Something in Levi’s eyes shifts, and the beard gets less angry looking.

“At the antiques place?” I continue, holes in my gym uniform everywhere. “They were looking for stuff for the—”

He clears his throat. He doesn’t want to hear about what they were looking for.

“Anyway, they’re having staffing issues in the restaurant at The Shoreline, especially with servers, and, you know, I used to be a waitress, so . . .”

I trail off, because wow, it is quiet out here. It’s just me and Levi and this awful, transformed tension, and Hank’s panting, and I have no idea how to finish my sentence. So I said yes, because as it turns out your family’s inn was part of that notebook project I told you about? I said yes because it was your brother who asked me first, and he’s all over that notebook, too? I said yes because I’m a mess, always a mess, and I still don’t know what I’m doing here?

Finally, he breaks the silence and, honestly, breaks my heart a little while he’s at it.

“They doing all right?” I almost don’t hear him. His voice is like the river—barely a ripple. “My brother and sister?”

I look at him for a long time. He seems braced against whatever answer I’m about to give him.

“They seem fine.” It’s the most neutral answer I can think of. I don’t want to say all the things that pinged around in my head about their closeness. I don’t want to say that they’re roommates who watch movies together. I don’t want to say, Did you know your brother’s been through a divorce? or Did you know your sister runs the day spa? What if I said any of those things and ended up breaking Levi’s heart a little, too?

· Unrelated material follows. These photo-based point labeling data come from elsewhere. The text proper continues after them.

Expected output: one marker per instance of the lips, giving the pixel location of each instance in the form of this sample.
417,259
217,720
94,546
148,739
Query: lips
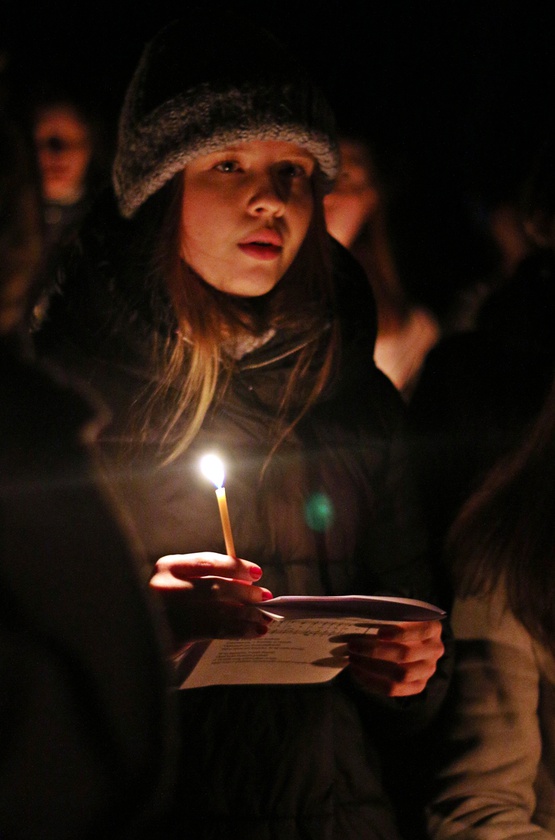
265,244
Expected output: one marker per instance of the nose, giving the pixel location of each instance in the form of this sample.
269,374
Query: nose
267,197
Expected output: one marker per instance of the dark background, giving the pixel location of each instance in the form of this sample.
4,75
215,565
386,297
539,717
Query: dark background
466,71
464,90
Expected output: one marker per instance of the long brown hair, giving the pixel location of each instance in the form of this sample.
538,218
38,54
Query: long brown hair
192,368
507,531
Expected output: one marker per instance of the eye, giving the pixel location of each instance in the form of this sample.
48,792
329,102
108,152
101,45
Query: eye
227,166
291,170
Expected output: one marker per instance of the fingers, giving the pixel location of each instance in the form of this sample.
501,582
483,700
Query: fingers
397,661
173,568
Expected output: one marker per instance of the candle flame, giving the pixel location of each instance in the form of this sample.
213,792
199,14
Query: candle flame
213,469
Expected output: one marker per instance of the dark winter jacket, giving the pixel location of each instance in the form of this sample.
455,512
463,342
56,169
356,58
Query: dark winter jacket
479,391
87,732
273,761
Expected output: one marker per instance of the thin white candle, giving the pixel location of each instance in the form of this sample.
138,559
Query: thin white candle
213,469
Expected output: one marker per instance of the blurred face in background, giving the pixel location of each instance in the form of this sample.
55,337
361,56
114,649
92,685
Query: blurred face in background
64,149
354,198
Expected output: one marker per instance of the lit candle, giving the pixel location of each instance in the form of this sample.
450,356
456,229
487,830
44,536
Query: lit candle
213,469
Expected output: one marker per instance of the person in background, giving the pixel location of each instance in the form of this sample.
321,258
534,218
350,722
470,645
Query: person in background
356,211
209,307
88,726
73,159
495,774
480,389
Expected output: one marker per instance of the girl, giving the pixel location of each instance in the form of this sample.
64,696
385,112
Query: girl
217,314
497,774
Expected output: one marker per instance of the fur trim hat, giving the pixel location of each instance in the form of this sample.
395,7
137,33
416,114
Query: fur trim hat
204,84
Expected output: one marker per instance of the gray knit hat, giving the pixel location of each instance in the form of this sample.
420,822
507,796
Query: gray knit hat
203,84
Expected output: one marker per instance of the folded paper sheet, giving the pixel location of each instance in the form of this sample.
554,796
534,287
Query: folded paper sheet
305,644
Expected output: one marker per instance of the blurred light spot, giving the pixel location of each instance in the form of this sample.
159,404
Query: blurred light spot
319,512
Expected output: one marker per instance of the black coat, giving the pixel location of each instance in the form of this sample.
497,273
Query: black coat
87,730
479,392
270,761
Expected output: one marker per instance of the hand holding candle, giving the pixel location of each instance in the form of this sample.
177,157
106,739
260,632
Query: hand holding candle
213,469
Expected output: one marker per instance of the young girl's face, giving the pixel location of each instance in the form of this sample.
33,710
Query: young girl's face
246,211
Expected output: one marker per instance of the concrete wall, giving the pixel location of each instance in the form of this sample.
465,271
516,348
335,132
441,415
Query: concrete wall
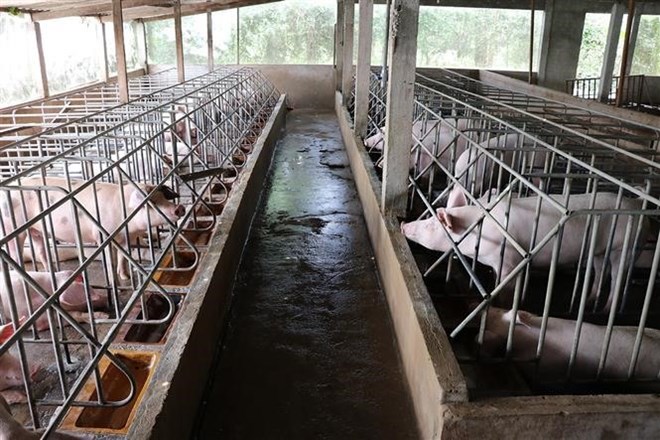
652,91
560,43
305,86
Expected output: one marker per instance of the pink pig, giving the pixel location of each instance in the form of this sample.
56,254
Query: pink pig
73,299
107,195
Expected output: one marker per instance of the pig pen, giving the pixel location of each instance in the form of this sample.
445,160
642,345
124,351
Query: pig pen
107,352
485,150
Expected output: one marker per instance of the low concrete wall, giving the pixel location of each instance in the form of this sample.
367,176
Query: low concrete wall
169,407
438,388
305,86
431,369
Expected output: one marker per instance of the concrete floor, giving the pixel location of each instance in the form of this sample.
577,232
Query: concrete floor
310,350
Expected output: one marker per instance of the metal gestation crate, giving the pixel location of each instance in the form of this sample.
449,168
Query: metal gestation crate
57,110
542,222
139,182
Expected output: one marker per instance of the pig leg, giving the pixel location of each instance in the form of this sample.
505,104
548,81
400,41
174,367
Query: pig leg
597,277
13,396
615,260
39,242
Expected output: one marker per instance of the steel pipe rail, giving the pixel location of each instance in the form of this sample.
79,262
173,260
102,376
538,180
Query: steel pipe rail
60,109
542,208
101,217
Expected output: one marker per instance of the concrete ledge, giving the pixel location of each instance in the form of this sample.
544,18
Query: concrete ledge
431,370
170,404
437,386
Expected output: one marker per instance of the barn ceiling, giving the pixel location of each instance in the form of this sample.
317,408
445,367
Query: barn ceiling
133,9
159,9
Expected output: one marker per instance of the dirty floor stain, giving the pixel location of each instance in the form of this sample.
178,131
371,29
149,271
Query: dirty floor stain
310,351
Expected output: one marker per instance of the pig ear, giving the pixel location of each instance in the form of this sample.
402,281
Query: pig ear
137,197
456,198
445,217
168,192
6,332
491,345
73,296
526,319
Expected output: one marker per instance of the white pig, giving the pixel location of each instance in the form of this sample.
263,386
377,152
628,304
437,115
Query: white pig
430,233
474,170
427,132
108,197
73,299
185,139
558,344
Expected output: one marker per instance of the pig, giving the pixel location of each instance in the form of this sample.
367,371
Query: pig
474,169
108,196
10,429
180,134
429,130
73,299
11,374
430,233
558,344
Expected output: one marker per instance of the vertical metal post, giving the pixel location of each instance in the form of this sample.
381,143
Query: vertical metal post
347,73
639,10
105,71
178,36
238,36
402,49
339,44
42,60
624,57
363,67
209,39
530,78
120,50
383,72
146,47
609,57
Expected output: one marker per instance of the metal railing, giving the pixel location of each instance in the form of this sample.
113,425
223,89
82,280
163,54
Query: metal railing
100,216
543,209
588,88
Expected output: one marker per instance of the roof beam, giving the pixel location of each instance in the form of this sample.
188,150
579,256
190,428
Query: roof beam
187,10
96,8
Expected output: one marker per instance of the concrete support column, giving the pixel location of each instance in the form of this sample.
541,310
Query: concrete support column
178,37
402,49
609,57
120,50
42,60
347,73
634,30
209,39
103,53
560,43
339,44
146,46
363,67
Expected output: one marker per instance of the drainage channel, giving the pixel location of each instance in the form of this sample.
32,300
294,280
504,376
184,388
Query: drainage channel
310,348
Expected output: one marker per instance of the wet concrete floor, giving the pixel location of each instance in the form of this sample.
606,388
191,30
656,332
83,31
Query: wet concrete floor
310,350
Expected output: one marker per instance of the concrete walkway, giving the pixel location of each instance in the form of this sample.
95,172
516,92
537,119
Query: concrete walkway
310,352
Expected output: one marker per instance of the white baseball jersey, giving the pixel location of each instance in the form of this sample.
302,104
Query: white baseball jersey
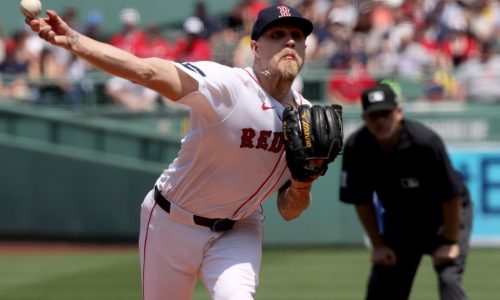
232,159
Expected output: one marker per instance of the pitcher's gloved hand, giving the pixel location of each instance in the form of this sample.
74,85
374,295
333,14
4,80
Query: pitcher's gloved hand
313,139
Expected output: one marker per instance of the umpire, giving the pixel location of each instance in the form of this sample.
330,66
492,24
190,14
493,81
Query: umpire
408,198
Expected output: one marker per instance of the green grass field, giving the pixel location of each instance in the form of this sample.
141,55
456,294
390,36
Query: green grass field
315,274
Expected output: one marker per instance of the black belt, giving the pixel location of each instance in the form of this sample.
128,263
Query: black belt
214,224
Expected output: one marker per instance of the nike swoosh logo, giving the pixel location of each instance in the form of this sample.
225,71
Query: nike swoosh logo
265,107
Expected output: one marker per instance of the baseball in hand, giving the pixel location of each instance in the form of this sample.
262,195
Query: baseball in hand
31,8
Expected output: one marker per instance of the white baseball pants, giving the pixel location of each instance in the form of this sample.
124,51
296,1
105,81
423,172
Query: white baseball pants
174,254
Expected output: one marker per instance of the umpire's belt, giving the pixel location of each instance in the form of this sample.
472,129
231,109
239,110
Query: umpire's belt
214,224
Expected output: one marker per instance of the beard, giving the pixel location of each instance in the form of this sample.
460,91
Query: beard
289,69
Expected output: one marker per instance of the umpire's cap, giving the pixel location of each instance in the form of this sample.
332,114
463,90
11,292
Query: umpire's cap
279,14
378,98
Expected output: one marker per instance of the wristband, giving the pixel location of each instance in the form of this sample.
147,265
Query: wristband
446,241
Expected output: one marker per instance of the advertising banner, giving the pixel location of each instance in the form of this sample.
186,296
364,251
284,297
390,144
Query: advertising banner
480,167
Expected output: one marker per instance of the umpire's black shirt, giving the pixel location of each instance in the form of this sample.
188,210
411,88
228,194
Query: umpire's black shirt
411,183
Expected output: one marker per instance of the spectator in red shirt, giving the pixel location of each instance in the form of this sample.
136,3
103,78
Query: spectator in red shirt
192,47
155,45
345,86
131,38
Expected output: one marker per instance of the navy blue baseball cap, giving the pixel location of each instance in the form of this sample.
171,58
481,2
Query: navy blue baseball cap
378,98
279,14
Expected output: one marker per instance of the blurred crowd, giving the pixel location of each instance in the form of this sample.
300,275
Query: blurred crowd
435,50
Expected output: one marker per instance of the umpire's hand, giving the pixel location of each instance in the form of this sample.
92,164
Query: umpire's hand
445,254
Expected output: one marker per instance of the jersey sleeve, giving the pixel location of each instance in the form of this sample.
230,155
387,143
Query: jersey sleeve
217,93
446,177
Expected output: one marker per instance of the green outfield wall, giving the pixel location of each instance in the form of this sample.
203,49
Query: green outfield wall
82,175
153,12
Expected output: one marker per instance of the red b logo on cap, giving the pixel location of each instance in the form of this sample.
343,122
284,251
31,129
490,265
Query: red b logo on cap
284,11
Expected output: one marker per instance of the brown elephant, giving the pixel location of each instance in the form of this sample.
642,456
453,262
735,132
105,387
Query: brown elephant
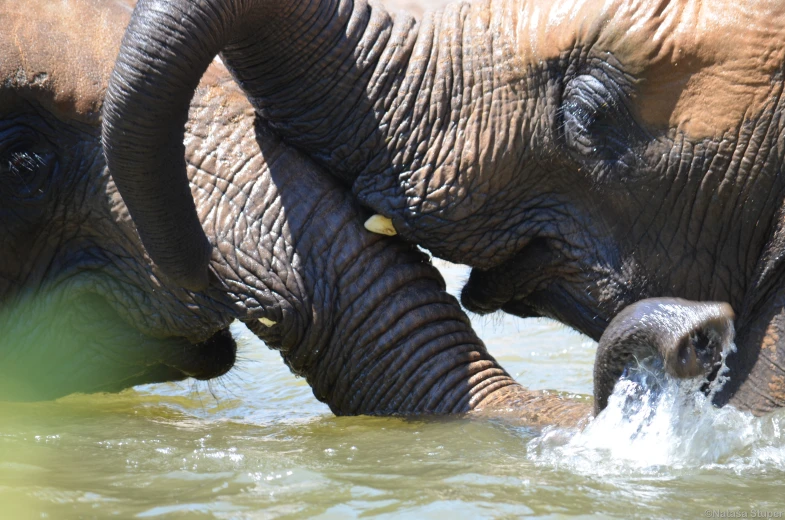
580,155
364,318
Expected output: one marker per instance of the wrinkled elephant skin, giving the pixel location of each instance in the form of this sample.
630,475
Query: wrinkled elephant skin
581,155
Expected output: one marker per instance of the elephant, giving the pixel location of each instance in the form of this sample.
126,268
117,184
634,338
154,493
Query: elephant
689,339
579,155
364,318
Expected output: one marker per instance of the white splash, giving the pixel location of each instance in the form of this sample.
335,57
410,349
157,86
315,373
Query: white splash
653,422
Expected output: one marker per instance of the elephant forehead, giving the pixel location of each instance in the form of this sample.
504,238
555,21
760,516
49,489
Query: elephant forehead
61,52
699,67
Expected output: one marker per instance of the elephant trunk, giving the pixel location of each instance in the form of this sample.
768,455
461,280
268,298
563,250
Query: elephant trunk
363,317
689,337
145,111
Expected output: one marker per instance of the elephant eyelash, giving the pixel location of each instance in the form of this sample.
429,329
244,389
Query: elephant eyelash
26,174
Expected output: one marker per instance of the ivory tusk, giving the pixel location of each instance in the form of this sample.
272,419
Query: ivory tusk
380,225
266,322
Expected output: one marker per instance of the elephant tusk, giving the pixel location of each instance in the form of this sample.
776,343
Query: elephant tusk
380,225
266,322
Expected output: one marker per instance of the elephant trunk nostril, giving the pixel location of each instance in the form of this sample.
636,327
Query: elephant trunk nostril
206,360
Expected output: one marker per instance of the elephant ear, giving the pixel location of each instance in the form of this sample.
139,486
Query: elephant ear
59,55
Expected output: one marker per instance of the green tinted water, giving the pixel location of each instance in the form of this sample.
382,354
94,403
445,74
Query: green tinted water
258,445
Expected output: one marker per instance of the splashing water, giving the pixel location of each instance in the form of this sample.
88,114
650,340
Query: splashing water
655,422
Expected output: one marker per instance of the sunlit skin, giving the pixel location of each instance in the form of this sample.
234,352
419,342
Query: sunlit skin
580,155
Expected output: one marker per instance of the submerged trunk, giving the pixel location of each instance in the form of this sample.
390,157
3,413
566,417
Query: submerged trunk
364,318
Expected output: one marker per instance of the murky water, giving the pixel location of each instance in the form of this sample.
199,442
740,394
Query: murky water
258,445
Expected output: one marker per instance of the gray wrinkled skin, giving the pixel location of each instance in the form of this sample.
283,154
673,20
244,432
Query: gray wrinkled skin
580,155
690,339
364,318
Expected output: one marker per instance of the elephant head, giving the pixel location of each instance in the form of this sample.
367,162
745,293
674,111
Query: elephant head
581,155
689,339
363,318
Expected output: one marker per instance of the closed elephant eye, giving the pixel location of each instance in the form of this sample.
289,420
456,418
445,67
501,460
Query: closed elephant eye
596,123
26,172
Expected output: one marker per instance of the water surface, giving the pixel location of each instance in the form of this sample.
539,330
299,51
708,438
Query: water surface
258,445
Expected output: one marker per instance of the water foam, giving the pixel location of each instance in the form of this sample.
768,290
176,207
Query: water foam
655,422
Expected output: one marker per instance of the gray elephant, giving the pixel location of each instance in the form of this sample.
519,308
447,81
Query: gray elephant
580,155
365,319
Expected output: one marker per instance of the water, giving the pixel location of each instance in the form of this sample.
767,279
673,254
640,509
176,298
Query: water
258,445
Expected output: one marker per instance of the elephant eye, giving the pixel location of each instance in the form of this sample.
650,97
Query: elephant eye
26,172
596,122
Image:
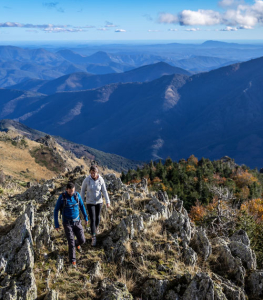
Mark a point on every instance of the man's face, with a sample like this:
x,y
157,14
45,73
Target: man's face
x,y
71,191
93,174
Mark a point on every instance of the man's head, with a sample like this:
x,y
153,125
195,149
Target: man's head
x,y
94,171
70,188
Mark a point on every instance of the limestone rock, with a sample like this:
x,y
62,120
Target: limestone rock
x,y
218,291
189,255
157,209
255,285
233,292
154,289
200,288
171,295
17,260
114,291
180,223
241,236
52,295
226,263
126,196
201,244
245,253
112,182
95,272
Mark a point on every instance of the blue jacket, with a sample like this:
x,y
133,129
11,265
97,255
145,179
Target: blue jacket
x,y
71,211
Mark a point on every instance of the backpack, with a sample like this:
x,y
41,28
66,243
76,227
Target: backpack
x,y
64,199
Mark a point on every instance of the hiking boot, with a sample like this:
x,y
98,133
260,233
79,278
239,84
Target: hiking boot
x,y
93,241
79,249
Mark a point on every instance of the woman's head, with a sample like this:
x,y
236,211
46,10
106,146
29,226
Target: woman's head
x,y
94,171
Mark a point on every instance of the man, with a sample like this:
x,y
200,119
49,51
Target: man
x,y
70,202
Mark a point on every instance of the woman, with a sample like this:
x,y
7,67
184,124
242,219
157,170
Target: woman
x,y
94,185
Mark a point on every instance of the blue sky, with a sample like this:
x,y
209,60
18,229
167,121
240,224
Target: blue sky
x,y
85,20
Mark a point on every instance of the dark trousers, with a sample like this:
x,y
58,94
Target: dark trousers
x,y
94,216
73,229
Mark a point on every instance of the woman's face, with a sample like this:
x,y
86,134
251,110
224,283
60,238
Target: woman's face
x,y
94,174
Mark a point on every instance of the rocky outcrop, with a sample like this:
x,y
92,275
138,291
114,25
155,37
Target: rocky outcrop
x,y
226,263
52,295
200,288
255,285
39,193
112,182
247,256
114,291
154,289
17,261
179,223
201,244
189,255
240,236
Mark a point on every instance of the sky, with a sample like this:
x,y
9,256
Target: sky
x,y
141,20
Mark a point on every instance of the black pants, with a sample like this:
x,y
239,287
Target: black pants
x,y
71,229
94,216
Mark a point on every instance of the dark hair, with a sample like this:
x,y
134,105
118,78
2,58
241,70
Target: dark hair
x,y
94,168
70,185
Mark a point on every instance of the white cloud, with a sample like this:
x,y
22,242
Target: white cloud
x,y
168,18
59,29
229,28
148,17
32,30
236,13
15,24
244,27
47,27
227,3
192,29
54,5
109,24
200,17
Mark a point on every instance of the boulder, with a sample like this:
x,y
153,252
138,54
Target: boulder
x,y
114,291
255,285
179,223
201,244
200,288
241,236
226,263
154,289
189,255
52,295
245,253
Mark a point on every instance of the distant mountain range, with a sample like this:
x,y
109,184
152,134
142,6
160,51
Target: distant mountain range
x,y
112,161
18,65
85,81
209,114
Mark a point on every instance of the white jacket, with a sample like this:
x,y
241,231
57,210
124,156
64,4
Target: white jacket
x,y
94,189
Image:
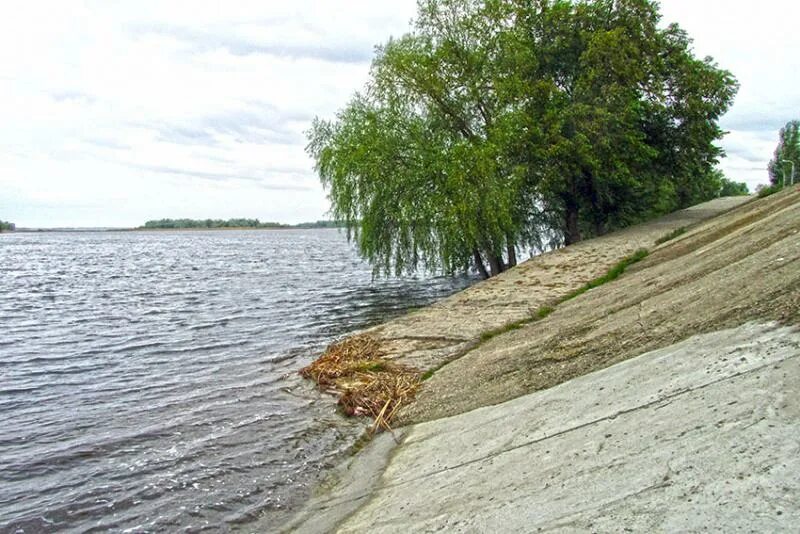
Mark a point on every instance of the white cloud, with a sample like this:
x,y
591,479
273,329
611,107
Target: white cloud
x,y
117,112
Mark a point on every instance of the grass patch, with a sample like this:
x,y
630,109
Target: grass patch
x,y
516,325
544,311
767,191
615,272
672,235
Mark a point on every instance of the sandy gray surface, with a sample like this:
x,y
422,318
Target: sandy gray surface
x,y
664,401
699,435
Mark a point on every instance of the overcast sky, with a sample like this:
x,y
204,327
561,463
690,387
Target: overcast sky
x,y
116,112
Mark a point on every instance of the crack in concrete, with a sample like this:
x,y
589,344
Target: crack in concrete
x,y
611,417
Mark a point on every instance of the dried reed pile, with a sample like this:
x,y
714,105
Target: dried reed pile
x,y
367,383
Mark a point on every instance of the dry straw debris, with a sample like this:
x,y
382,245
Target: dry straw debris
x,y
367,383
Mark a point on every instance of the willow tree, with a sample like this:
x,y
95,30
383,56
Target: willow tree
x,y
629,114
499,123
418,165
787,154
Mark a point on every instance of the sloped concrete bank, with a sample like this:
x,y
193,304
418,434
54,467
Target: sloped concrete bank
x,y
699,435
663,401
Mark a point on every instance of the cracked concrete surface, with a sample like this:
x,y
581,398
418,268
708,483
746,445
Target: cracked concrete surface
x,y
437,334
702,434
643,429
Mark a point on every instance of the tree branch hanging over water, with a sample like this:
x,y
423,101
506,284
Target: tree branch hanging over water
x,y
500,124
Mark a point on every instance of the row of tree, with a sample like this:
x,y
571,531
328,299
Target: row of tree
x,y
500,124
167,224
785,164
209,223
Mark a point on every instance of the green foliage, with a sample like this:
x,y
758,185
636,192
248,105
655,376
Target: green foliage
x,y
672,235
768,190
544,311
209,223
615,272
787,151
500,124
729,188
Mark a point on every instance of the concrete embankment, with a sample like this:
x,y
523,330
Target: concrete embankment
x,y
663,401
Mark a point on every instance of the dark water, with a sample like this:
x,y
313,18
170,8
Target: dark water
x,y
148,380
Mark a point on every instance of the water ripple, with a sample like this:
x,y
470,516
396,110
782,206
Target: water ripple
x,y
148,380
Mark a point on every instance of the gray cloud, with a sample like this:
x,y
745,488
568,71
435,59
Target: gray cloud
x,y
255,123
73,96
219,177
208,40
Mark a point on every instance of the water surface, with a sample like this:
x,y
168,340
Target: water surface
x,y
148,379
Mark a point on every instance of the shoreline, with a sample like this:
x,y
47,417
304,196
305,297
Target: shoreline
x,y
485,376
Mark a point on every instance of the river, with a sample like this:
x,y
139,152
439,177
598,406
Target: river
x,y
148,380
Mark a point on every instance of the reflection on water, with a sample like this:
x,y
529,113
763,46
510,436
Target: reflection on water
x,y
148,380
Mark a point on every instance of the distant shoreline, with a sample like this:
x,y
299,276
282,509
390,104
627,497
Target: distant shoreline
x,y
141,229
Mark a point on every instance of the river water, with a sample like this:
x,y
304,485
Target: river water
x,y
148,380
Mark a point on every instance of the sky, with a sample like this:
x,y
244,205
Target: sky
x,y
116,112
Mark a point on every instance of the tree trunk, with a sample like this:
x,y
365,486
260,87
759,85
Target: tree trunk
x,y
572,232
512,254
600,228
495,263
479,264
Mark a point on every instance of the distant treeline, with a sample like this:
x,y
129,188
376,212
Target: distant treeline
x,y
232,223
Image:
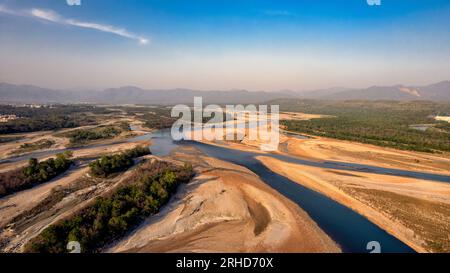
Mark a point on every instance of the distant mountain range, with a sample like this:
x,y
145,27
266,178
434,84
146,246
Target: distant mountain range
x,y
10,93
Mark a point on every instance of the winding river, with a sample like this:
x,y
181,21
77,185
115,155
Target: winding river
x,y
349,229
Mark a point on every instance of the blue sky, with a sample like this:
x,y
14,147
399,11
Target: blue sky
x,y
230,44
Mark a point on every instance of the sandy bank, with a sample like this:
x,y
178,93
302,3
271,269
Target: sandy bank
x,y
413,210
227,209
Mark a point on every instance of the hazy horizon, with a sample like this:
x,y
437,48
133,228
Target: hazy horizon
x,y
222,45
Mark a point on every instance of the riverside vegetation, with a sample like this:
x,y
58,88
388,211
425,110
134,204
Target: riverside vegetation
x,y
34,173
112,216
382,123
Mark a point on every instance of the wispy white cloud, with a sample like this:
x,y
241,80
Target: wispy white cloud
x,y
51,16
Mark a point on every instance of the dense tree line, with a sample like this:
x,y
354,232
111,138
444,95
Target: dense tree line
x,y
382,123
110,217
47,118
110,164
34,173
82,136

He doesn’t do anything other than nod. Hank stands from his spot next to me and takes a few unsteady steps before settling in a lopsided sit between Levi’s spread legs. Levi drops a hand and strokes absently at Hank’s good ear, and goodness. Maybe it’s a brain amoeba, but I think I might cry. It’s such a familiar, automatic gesture between this man and his dog. Sweetly codependent.

“I don’t have to do it. The job.”

As soon as I say it, I’m annoyed with myself. Why should it matter how Levi feels about me taking a waitressing job? I’m one for three on my fic efforts after today’s bungled outing; I’d be ridiculous to give up the only thing that has a semblance of working out so far.

“You should do it,” he says, before I can take back my offer. “If you want, I mean. I’m sure it’s a good gig.”

Obviously, I don’t need his permission, but I don’t think he meant it that way. I think he meant it the same way he meant what he said the other night, that I should keep going with it. We lapse into strained silence again. The chill from the river is down to my bones now, and I know I smell like the stagnant Buzzard’s Neck water. It’s probably a good thing I blurted my confession to him at a critical moment; now he can have a reason other than my river stink for not kissing me.

“Georgie,” Levi says, that low ripple again, and I look toward him, hating the way the sound of it warms me automatically, hating the way it fills me up.